Edition: 200 signed and numbered prints and an additional 800 unsigned, printed by Briget Smith of Litho/Color; published by the FPDP/DIA.

Price: $250 to FPDP members; $300 to DIA (non FPDP) members; $350 to the general public, plus 6% sales tax (signed prints are not available).

About the Print: Knowing about his interest in experimental printmaking and photography, Rauschenberg was approached to make an original cliché-verre to be included in the exhibition Cliché-verre: Hand-Drawn, Light-Printed. This was the inaugural show for the DIA’s Schwartz Galleries of Prints and Drawings. Cliché-verre is a way of making inkless images using only light as the exposing agent on surfaces/supports/papers that have been treated with light-sensitive chemicals. The technique has been practiced since the nineteenth century. Until his involvement with this project, Rauschenberg had never tried the medium. The image he created was made by exposing the objects seen in the image–an actual bicycle wheel, a glass jar, a sprig of flowers, bits of cut-up and rearranged letters from a variety of prints sources, cut-up photographic negatives, textiles, and other things–on a light-sensitive surface. When exposed to light, these objects all acted as blocking out agents on the support/paper beneath them while the areas around them turned dark. To make the edition of lithographs, Rauschenberg’s cliché-verre was photographed meticulously with a complex system of exposures which were transferred to a photosensitive lithograph surface. The image was then printed via conventional off-set lithographic means.

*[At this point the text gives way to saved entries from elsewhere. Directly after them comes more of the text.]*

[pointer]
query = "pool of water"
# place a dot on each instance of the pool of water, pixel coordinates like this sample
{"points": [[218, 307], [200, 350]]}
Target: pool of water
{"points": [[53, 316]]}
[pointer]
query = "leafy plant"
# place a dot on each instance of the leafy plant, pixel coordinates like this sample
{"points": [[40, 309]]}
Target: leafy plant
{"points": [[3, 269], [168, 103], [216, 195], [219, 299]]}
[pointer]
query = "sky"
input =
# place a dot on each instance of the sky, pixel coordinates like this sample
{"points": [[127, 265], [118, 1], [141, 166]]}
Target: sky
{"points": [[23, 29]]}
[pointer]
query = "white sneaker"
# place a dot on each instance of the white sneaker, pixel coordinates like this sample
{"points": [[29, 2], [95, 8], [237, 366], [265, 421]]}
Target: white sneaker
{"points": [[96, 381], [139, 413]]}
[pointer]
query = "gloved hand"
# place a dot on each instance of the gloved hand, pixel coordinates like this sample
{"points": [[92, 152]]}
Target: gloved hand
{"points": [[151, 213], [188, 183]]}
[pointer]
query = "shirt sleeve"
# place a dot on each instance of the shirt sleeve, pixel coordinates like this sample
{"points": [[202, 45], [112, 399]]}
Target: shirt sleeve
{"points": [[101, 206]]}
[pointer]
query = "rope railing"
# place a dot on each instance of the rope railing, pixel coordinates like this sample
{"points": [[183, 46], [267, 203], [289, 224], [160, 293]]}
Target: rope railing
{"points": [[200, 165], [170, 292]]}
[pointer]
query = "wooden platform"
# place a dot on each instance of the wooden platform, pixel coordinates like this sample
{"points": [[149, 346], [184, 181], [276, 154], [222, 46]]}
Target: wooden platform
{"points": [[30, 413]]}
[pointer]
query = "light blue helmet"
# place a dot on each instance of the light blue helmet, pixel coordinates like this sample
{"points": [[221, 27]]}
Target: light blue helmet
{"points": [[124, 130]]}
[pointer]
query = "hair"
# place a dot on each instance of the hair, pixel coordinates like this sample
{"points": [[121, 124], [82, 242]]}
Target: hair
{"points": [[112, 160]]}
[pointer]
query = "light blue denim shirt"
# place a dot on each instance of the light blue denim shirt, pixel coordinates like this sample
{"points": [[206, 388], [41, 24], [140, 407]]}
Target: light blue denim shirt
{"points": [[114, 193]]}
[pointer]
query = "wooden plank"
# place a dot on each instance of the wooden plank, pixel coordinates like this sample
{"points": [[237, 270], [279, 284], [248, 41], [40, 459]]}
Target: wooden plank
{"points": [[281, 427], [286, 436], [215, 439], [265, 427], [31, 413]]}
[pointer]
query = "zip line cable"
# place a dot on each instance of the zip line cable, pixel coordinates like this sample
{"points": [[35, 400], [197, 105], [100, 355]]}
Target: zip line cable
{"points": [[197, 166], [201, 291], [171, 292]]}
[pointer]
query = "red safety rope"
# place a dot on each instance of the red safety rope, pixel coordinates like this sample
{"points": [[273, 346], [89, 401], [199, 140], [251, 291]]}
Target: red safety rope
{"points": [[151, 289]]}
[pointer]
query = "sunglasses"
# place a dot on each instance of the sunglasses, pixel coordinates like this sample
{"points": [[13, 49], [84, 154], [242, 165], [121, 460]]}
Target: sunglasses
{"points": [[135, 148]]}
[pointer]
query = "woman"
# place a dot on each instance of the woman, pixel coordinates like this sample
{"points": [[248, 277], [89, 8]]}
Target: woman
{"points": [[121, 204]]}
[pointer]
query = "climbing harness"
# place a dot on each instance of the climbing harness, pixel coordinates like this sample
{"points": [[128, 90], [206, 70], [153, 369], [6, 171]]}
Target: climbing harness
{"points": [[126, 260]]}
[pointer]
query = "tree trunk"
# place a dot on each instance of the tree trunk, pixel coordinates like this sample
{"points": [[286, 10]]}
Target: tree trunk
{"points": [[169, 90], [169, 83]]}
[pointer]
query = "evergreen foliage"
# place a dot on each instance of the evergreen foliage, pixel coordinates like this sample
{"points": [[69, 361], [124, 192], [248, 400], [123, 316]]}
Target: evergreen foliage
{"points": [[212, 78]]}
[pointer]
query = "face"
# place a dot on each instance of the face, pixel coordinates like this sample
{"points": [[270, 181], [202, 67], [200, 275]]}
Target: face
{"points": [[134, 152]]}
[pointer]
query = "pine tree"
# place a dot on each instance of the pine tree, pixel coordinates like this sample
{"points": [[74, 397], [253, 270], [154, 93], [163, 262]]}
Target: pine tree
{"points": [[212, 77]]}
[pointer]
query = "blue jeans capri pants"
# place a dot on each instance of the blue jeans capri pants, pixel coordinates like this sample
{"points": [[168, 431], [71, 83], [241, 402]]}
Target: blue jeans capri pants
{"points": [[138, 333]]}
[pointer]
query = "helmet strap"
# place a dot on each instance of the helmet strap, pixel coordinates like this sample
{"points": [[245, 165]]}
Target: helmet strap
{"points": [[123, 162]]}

About the Artist: Robert Rauschenberg was born in Port Arthur, Texas. In the late 1940s after having served in the navy and into the early 1950s, he studied at the Kansas City Art Institute, the Académie Julian in Paris, Black Mountain College in North Carolina, and the Art Students League in New York. He has been recognized as among the most influential and prolific artists in the world beginning with his first successes in New York in the 1950s. He worked in all media, typically combining elements of painting, sculpture, drawing, printmaking, and photography freely with found objects in manners that defied conventional practices and definitions. His first career retrospective was organized by the Jewish Museum, NY in 1963. Countless exhibitions of his work have been mounted over the decades including a mega-retrospective organized by the Guggenheim Museum, NY, in the late 1990s. In 1964, he was the first American to have ever been awarded the Grand Prize for Painting at the Venice Biennale. Throughout his career, he collaborated with other artists and colleagues from a variety of professions to create organizations or projects such as E.A.T. in the 1970s, or R.O.C.I. in the 1980s to expand the reach of art in the world. He also worked in the area of performance art, theater set design, and choreography.

1939 Packard V-12 Coupe - Robert Traniello

1939 Packard V-12 Coupe

Artist: Robert Traniello, American, born 1934
Date: First photographed in 1985 for the first issue of Auto Gallery, January 1987; reprinted in 1996 for the Graphic Arts Council
Medium: Chromogenic print
Size: image: 17 ¾ x 14 ½ inches; sheet: 20 x 16 inches

Edition: 200 signed and numbered by the artist (The full edition includes an additional 10 retained by the artist); published by the FPDP/DIA.

Price: $100, plus 6% sales tax

About the Photograph: This edition was commissioned by the museum to celebrate the centennial anniversary of automobile manufacturing when the DIA hosted the exhibition The Car and the Camera. In 1939, Packard built nine V-12 coupes. This particular vehicle is one of only two that have survived. When this photograph was made, the car was owned by the actor Ken Kercheval, well-known for his role as Cliff Barnes on the television program Dallas that was popular in the 1980s and 90s.

About the Artist: Robert Traniello was born in Rockland, Massachusetts. He has more than thirty years of experience in advertising photography. He has directed and produced projects related not only to automobiles but also to the aviation, fashion, food, and marine industries. Traniello was one of the featured photographers in the DIA exhibition The Car and the Camera: The Detroit School of Automotive Photography.